If the 'leak' was deliberate then once again it shows the huge disdain of one group of people to the rest. The Chancellor is to make his statement to MPs in the House of Commons and it could not be more wrong for them to be getting information already in the public domain. I think I've blogged before (or at least I certainly meant to) about the way that the main thrust of someones speech is released to the media prior to the audience listening to the speech get to hear it. This is very discourteous and absolutely unacceptable in my book, yet it is taken as normal procedure these days. So far as the lowering of standards in public service is concerned this is a prime example. Of course the media are benefiting from this so don't expect any interjection from them about this practice.

For the sake of argument let us suppose that VAT will be reduced by 2.5%. Now imagine someone going into an electrical shop to buy some white goods costing, before VAT, £300. The VAT on this at 17.5% is £52.50, reduced to 15% it would be £45 giving a saving therefore of £7.50. Now would the prospect of paying £7.50 less on the item actually sway the purchasing decision.
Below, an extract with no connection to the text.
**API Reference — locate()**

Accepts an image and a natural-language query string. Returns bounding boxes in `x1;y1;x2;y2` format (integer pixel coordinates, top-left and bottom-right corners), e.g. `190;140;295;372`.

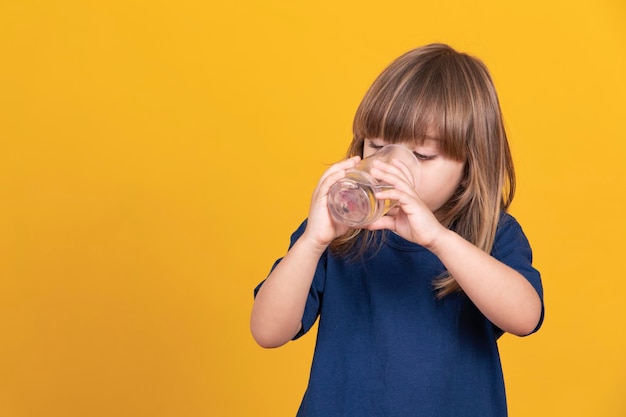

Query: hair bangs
353;58;467;160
I would say probably not. However seeing a big notice saying £70 off (because the retailer needs the sale) might do the trick. Because of sluggish sales prices are likely to fall anyway without state intervention. In fairness I have to say that some businesses might gain to a degree with a VAT reduction e.g. a service industry where they have to invest in a stock of spare parts which may only trickle out as sales go fairly slowly.

Another aspect of VAT reduction is that it is mainly of benefit to the very well off who have a high consumption lifestyle. For those of us whose main outgoings are things such as food, rent, mortgage, council tax help with VAT is not very relevant. As I hinted at the beginning it may all be a con anyway and VAT rates won't be touched. In less than 24 hours we will all know.